I’m writing this late on a Friday night. I don’t know if I’ll actually post it, but sometimes it just feels good to get everything down on paper.
I don’t know what the hell I’m doing any more.
I’m filled with doubt. So much doubt. Doubt in myself, my decisions, and my own strength. I fear that deep down I’m a terrible person. Selfish, cold and unfeeling. I’m terrified I’m not becoming who I want to be.

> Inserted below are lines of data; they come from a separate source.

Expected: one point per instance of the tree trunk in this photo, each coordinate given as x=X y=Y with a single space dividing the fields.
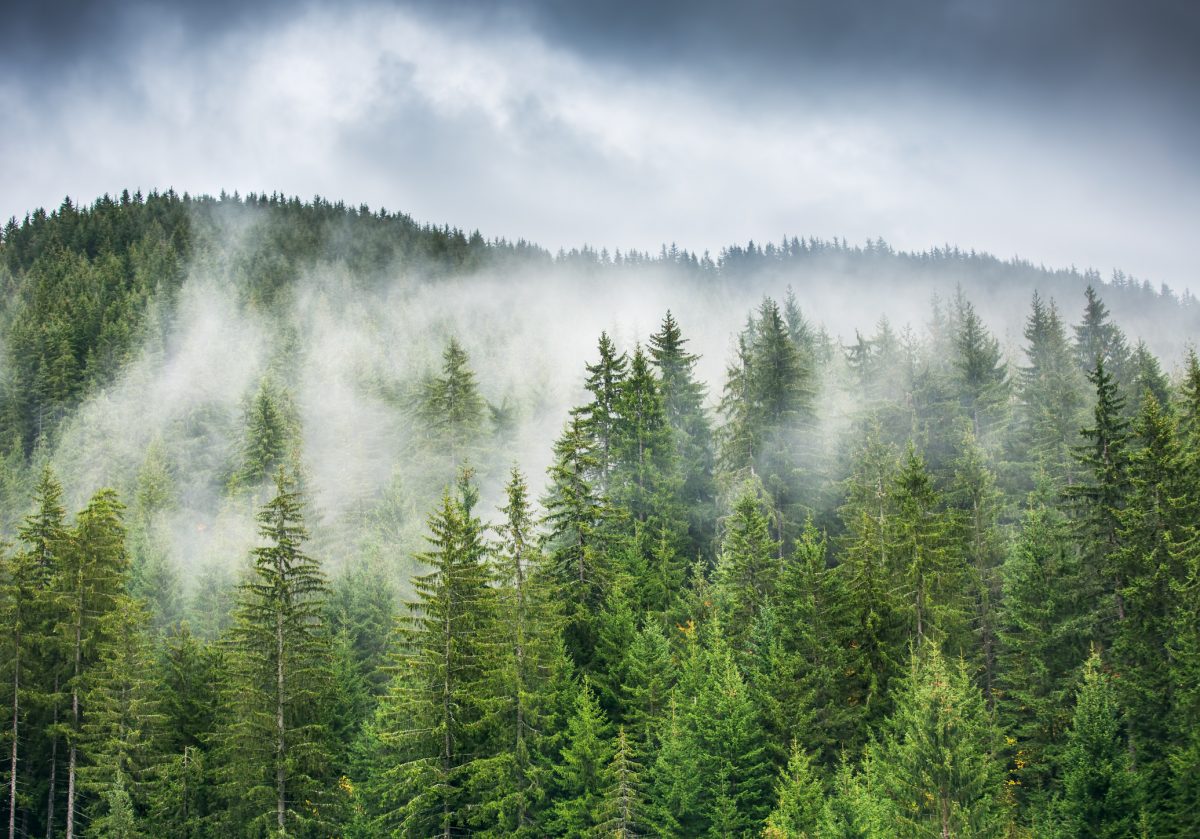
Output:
x=54 y=763
x=16 y=731
x=75 y=717
x=281 y=744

I never feel at ease. There’s always something niggling at the back of my mind, an itch I can’t quite scratch. I’m scared. Really scared.
I went back to my GP the other day. I’m seeing a different doctor now, but I like him. One thing he said to me though has stayed with me, and I can’t quite shake it off.
Far from demonstrating the reassuring confidence of my last doctor, he looked at me with concern in his eyes and asked, ‘Do you actually think you’ll be OK? Are you going to get through this?’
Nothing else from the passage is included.